Now, a way to optimize this example is to first focus on the white cells by creating a nested loop that will start from the top left corner all the way 8 units to the right and then repeat for each row, drawing a texture on every other cell. Then, focus on the black cells by creating a second nested loop that will start from the top left corner all the way 8 units to the right and then repeat for each row, drawing a texture on every other cell but skipping the very first one. In this case, a more efficient "draw" routine would send the white cell texture buffer on the first call, and then on the next 31 calls would only send the "new" position where to re-paint said texture on the screen. I mean, the texture buffer is already in the VRAM, so we might just as well re-use it. Likewise, following the pseudo code previously described, on the second nested loop, it would send the black cell texture buffer and then, on the next 31 calls, it would only send the "new" position where to re-paint said texture on the screen, re-using the texture buffer that it has stored on its VRAM already.
Although this is a great optimization, it leaves the game developer with an utterly painful algorithm to implement. I mean, games are already complex enough to also expect the developer to draw it efficiently.
Batch Drawing
The solution for this problem can be described in layman's terms as follows: Instead of having one mere "Draw" routine, we have two: a "Pre-Draw" routine and a "Flush-Draw" routine.
Ok, I made those names up, but they are quite self explanatory so they fit the purpose of this article.
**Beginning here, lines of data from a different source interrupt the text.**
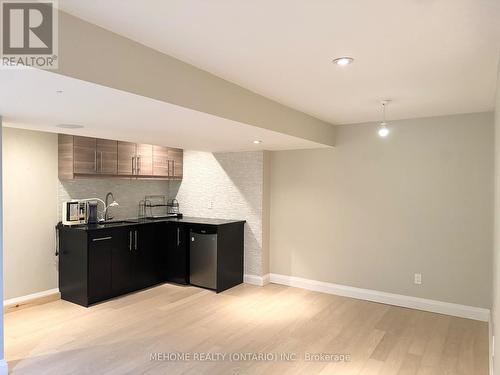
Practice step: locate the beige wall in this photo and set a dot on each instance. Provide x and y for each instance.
(30, 211)
(3, 364)
(372, 212)
(496, 249)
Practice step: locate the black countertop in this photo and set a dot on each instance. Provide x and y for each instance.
(132, 222)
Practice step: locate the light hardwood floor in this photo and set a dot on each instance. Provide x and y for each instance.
(117, 337)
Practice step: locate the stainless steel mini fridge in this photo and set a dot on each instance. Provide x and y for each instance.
(203, 257)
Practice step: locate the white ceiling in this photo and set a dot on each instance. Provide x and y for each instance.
(432, 57)
(28, 99)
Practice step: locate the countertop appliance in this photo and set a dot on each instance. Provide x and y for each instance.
(74, 212)
(92, 212)
(203, 257)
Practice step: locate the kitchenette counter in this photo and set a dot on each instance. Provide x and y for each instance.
(102, 261)
(133, 222)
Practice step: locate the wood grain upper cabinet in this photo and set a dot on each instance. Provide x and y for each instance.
(176, 155)
(85, 155)
(144, 160)
(126, 158)
(160, 161)
(107, 156)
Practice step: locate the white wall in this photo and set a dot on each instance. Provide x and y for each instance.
(3, 363)
(30, 211)
(372, 212)
(233, 182)
(496, 249)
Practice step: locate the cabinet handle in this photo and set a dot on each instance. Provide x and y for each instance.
(102, 239)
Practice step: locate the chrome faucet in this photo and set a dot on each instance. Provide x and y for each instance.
(113, 203)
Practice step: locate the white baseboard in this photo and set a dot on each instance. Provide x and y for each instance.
(29, 297)
(4, 368)
(256, 280)
(447, 308)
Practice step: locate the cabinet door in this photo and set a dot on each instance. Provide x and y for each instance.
(123, 263)
(148, 255)
(107, 156)
(144, 160)
(160, 161)
(126, 158)
(176, 156)
(176, 256)
(85, 155)
(99, 266)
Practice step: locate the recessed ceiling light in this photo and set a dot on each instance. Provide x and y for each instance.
(69, 126)
(342, 61)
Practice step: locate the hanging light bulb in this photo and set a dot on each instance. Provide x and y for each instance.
(383, 130)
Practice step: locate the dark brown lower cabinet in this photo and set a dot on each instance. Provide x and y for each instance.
(98, 263)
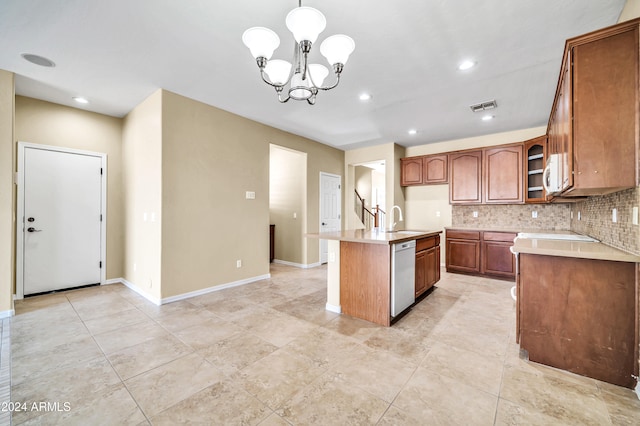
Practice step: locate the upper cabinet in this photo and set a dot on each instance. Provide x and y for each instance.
(593, 127)
(503, 175)
(535, 151)
(492, 176)
(424, 170)
(465, 177)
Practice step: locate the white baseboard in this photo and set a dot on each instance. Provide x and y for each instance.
(135, 288)
(297, 265)
(333, 308)
(7, 314)
(183, 296)
(214, 288)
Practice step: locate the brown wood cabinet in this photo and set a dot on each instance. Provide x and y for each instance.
(427, 263)
(411, 171)
(594, 123)
(465, 177)
(424, 170)
(579, 315)
(481, 253)
(496, 255)
(503, 176)
(463, 251)
(535, 155)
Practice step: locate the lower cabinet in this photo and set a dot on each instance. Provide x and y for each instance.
(481, 253)
(427, 263)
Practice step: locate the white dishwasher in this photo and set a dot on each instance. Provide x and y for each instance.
(403, 276)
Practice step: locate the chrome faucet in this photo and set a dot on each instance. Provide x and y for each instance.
(392, 223)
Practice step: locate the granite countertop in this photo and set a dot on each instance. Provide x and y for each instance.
(373, 236)
(567, 248)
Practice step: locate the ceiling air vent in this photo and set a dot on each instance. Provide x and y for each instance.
(483, 106)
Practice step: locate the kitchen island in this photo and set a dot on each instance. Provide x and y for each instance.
(577, 307)
(360, 269)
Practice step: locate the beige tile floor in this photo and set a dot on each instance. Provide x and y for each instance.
(269, 353)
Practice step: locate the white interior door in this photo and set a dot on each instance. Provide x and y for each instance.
(330, 207)
(61, 217)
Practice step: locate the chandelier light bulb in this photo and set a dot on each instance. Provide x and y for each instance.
(306, 23)
(337, 48)
(261, 41)
(278, 71)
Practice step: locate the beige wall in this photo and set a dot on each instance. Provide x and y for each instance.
(52, 124)
(7, 191)
(210, 158)
(287, 196)
(142, 193)
(631, 10)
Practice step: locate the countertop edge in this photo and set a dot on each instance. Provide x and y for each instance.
(367, 237)
(608, 253)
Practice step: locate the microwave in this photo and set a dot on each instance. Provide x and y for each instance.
(552, 176)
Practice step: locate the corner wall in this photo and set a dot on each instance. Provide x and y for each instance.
(142, 193)
(7, 193)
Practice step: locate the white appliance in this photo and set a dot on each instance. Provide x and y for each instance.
(403, 276)
(552, 176)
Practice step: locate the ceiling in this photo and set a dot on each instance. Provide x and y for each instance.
(118, 52)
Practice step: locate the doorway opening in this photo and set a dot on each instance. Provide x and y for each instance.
(288, 205)
(370, 194)
(61, 219)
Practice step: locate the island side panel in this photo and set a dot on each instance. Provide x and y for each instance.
(580, 315)
(365, 281)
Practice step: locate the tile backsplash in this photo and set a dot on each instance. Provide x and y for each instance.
(517, 216)
(596, 214)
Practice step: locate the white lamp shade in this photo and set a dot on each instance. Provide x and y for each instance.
(337, 48)
(306, 23)
(318, 73)
(261, 41)
(278, 71)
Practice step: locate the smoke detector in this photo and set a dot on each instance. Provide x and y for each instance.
(484, 106)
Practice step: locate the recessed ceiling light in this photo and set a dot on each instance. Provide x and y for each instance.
(465, 65)
(38, 60)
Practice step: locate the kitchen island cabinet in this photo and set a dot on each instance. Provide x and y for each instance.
(359, 270)
(577, 308)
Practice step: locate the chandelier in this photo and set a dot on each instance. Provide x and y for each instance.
(303, 79)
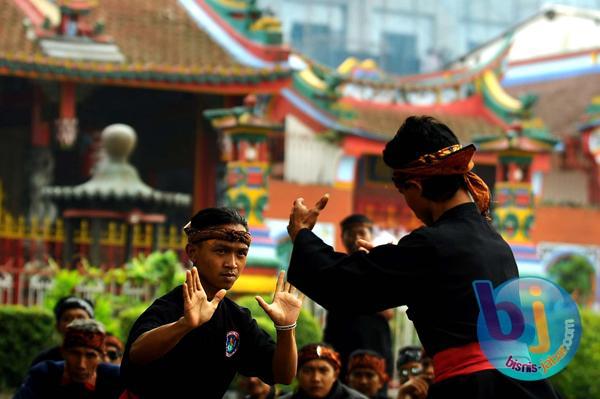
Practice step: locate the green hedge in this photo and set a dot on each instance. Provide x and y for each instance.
(580, 379)
(24, 332)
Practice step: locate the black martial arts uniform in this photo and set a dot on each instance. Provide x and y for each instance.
(348, 332)
(431, 270)
(205, 361)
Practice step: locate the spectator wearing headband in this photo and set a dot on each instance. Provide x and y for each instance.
(66, 310)
(113, 350)
(192, 341)
(81, 375)
(367, 373)
(415, 373)
(318, 370)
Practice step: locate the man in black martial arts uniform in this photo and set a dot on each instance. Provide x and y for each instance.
(431, 270)
(347, 331)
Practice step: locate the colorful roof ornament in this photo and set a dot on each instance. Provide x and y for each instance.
(361, 70)
(528, 135)
(178, 56)
(249, 34)
(244, 134)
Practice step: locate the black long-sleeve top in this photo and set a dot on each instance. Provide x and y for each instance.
(431, 270)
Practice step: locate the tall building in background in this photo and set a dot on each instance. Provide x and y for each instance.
(402, 36)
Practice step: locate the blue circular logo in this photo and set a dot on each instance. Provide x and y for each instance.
(528, 328)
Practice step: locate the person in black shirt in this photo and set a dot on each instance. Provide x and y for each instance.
(415, 372)
(82, 375)
(66, 310)
(431, 270)
(347, 331)
(193, 340)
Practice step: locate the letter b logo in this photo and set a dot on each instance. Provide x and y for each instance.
(528, 328)
(491, 313)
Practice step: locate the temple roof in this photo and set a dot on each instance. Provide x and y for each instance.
(384, 121)
(562, 103)
(160, 42)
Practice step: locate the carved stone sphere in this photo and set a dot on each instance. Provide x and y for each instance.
(118, 141)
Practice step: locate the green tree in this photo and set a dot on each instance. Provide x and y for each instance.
(573, 274)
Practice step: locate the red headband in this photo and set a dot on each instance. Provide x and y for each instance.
(368, 361)
(453, 160)
(217, 233)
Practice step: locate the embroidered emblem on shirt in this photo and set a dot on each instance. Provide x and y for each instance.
(232, 343)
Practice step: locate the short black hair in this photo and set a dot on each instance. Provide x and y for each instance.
(212, 217)
(356, 218)
(420, 135)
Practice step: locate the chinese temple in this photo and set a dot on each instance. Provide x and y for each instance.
(225, 112)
After all, these two are supposed to be functions within our game engine.
Following the previous example, let's assume that we have just one nested loop to "pre-draw" all 64 cells of our chess board, starting from the top left corner all the way 8 units to the right, and then repeat for each row. This "Pre-Draw" routine would only take note of the texture that we want to show as well as the position where to show it on the screen, and yet it would send absolutely nothing to the video adapter. It would be like a waiter taking a customer's order in a fancy restaurant. At the end, the game would call the "flush-draw" routine, and, following our analogy, this is when the waiter leaves the table and enters into the kitchen. Here is where a nested loop starts: Following the notes taken by the "Pre-Draw" routine, for every image that was mentioned the "Flush-Draw" routine will send the texture buffer, instructing the video adapter's GPU to paint it for every requested position. The end result is that, no matter how inefficiently the game calls the Pre-Draw routine, the Flush-Draw routine will always make sure that texture buffers are sent only once, sending only the new position thereafter for every time the game requested to paint said texture. This optimization approach is known as "Batch Drawing".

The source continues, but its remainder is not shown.